Researchers at Georgia Tech, the University of Arkansas System, the University of Nebraska-Lincoln, and Fort Valley State University in Georgia were awarded a $5 million grant to increase use of artificial intelligence and robotics in chicken processing to reduce waste in deboning and detect pathogens.
The grant from the U.S. Department of Agriculture’s National Institute of Food and Agriculture will establish the Center for Scalable and Intelligent Automation in Poultry Processing. The center, led by the University of Arkansas System Division of Agriculture, will join researchers from five institutions in three states in efforts to adapt robotic automation to chicken meat processing.
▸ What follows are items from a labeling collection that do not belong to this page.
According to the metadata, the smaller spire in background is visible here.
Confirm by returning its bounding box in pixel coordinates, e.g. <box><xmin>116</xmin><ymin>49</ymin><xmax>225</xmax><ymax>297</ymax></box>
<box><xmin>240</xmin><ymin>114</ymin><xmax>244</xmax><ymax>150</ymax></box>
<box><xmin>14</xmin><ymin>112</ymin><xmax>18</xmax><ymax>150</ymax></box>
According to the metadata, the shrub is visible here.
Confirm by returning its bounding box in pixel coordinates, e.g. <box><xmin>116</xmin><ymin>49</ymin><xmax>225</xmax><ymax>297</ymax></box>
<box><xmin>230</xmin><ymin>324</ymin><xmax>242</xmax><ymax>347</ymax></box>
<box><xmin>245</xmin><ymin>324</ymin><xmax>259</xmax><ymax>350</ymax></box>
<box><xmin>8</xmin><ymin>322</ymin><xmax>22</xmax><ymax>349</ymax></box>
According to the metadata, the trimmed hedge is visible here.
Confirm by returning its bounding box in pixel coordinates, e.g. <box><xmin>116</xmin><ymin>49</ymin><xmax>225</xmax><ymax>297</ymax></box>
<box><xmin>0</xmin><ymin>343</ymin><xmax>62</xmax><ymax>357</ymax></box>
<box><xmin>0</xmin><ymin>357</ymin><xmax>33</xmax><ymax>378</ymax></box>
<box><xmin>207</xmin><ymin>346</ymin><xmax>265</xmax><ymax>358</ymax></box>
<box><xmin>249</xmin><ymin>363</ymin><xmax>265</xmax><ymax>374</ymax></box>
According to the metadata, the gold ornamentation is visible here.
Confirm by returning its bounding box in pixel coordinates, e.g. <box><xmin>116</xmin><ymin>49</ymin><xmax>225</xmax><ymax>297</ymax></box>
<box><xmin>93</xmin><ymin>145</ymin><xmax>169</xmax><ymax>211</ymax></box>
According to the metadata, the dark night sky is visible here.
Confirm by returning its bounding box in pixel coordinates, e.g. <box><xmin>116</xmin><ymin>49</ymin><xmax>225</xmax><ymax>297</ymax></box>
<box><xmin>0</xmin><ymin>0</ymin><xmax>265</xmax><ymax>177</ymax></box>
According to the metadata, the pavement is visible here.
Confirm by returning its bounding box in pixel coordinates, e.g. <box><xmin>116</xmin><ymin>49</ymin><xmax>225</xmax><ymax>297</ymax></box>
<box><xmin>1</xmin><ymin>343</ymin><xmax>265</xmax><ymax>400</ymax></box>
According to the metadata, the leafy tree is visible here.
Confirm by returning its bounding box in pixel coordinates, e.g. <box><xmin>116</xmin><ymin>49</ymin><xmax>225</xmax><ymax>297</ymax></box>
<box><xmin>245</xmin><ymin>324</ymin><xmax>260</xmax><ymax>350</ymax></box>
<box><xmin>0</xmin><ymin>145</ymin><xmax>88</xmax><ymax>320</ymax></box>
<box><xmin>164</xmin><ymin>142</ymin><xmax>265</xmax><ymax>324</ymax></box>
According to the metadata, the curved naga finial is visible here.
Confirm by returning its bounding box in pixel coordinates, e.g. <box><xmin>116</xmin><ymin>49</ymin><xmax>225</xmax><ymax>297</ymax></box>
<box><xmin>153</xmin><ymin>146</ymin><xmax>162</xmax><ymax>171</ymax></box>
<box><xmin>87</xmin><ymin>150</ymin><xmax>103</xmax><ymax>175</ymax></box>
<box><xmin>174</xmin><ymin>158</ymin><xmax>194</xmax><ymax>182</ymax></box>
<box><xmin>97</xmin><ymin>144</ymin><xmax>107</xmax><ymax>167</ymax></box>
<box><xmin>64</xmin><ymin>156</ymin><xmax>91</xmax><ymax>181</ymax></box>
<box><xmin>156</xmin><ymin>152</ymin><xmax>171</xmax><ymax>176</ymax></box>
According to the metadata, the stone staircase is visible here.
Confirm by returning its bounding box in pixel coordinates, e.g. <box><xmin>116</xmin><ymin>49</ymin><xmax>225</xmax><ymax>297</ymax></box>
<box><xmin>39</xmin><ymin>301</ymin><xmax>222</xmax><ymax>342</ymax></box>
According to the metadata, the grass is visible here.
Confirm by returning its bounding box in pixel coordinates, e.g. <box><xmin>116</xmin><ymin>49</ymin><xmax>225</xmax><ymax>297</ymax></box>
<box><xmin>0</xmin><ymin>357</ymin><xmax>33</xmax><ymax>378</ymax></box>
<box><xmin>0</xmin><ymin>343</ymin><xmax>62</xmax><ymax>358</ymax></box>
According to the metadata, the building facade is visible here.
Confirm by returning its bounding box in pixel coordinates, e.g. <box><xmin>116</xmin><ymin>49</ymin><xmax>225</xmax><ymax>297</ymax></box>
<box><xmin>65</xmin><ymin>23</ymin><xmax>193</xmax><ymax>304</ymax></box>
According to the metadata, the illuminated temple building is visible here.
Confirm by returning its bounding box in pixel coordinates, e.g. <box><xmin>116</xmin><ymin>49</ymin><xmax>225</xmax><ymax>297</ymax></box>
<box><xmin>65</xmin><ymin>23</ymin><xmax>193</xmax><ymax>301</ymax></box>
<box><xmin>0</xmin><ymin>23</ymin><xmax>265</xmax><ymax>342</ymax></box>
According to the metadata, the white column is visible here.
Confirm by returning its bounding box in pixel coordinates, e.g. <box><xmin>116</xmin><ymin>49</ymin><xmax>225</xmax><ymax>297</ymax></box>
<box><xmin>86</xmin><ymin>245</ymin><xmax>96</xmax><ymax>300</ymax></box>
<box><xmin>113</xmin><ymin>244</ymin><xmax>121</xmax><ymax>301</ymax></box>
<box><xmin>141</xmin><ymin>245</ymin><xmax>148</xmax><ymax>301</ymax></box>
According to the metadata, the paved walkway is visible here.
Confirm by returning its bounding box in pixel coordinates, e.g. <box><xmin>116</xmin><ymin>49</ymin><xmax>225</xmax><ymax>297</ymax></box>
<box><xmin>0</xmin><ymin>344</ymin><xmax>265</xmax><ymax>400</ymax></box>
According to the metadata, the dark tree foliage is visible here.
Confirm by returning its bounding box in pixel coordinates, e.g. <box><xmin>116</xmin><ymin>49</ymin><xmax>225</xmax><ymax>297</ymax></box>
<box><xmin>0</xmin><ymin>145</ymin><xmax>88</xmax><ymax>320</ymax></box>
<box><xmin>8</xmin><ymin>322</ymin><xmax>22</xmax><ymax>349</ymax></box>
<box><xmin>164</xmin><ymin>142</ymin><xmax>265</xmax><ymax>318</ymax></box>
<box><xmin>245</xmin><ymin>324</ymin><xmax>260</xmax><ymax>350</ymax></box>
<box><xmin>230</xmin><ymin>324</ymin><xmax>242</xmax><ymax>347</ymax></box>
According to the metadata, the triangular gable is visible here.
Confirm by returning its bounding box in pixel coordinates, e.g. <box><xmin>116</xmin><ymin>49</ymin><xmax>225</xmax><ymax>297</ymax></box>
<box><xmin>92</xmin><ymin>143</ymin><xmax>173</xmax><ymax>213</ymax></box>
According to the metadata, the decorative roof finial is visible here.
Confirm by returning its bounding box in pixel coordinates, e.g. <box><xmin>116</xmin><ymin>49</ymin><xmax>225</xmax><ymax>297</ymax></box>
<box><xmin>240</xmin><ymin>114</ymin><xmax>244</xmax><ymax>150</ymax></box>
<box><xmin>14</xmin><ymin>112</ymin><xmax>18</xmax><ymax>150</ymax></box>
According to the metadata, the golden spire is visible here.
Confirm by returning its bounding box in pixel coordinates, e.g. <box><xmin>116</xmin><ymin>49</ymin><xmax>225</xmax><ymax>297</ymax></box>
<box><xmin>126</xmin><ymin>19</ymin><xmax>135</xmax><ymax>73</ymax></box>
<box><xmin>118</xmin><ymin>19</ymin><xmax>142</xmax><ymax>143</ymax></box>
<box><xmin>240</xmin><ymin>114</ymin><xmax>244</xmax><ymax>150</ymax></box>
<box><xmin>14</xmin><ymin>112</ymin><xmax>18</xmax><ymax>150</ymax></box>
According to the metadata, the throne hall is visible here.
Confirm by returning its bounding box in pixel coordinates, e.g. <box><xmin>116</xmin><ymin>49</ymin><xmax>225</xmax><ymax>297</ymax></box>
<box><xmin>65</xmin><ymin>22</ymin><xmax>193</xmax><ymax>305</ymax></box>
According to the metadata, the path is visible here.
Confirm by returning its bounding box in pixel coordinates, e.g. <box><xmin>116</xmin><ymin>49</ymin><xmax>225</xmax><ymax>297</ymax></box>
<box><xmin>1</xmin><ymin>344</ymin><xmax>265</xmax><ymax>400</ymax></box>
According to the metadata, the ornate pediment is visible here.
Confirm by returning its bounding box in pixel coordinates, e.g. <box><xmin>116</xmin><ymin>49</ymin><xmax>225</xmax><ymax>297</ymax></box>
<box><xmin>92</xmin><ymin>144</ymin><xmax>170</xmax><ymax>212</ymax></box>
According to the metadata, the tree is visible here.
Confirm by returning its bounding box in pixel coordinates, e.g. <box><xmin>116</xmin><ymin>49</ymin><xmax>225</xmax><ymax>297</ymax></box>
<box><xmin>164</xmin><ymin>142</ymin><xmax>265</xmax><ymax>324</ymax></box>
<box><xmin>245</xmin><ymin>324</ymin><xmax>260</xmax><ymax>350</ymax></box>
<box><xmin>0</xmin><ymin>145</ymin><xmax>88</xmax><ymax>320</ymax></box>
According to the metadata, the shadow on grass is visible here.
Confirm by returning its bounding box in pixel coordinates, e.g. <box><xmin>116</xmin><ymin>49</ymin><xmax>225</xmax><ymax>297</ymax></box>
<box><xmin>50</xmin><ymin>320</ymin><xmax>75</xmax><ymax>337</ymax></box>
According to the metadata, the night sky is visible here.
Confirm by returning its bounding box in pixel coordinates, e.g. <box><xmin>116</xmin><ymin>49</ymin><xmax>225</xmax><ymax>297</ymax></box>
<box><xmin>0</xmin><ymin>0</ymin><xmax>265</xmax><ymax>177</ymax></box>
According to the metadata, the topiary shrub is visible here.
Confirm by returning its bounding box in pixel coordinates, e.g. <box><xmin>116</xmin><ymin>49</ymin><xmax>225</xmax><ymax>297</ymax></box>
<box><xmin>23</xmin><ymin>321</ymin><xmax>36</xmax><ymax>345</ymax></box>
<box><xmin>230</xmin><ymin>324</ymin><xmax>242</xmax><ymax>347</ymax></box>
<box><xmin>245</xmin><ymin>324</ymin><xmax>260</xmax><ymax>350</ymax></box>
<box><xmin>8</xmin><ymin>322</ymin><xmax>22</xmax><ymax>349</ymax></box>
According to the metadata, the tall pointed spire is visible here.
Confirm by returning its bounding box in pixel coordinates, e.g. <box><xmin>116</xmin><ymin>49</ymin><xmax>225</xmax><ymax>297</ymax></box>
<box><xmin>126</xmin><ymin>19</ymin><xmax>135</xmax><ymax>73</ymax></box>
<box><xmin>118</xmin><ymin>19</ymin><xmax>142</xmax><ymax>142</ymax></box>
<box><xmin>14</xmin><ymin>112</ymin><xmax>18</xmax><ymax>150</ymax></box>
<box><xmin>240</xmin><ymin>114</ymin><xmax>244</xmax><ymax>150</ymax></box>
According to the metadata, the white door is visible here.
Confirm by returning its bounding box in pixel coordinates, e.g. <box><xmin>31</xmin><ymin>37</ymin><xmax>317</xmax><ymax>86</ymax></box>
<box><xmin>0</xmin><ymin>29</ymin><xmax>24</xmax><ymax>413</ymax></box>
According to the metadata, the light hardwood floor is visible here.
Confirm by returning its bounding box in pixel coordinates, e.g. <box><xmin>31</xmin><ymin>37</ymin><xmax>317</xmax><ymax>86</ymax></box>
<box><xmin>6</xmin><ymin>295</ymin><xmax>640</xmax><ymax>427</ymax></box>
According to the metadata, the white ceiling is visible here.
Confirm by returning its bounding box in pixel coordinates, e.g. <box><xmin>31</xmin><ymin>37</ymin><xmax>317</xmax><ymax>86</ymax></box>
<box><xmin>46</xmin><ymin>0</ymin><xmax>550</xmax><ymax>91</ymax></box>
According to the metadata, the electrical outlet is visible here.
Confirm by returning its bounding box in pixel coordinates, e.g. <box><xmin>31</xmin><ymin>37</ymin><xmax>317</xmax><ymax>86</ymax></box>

Douglas Britton, manager of the Agricultural Technology Research Program at the Georgia Tech Research Institute (GTRI), said his team was very excited to work on this project with experts at the four other institutions.
“The ultimate goal is to drive transformational innovation into the poultry and meat processing industry through automation, robotics, AI, and VR technologies,” Britton said. “Building on years of work in the GTRI Agricultural Technology Research Program, we are pleased to see that the USDA-NIFA has chosen this team to continue these efforts.”
Georgia Tech is a major partner in the project, and was awarded $2 million to focus on automating the processing lines that turn chickens into meat, said Jeyam Subbiah, professor and head of the food science department for the Division of Agriculture and the Dale Bumpers College of Agricultural, Food and Life Sciences at the University of Arkansas, and director of the project. The grant is for four years.
The Arkansas Agricultural Experiment Station, the research arm of the Division of Agriculture, will receive $2.2 million from the grant primarily to focus on food safety automation for poultry processing plants.
The remaining grant money will be divided between Julia McQuillan, Willa Cather professor of…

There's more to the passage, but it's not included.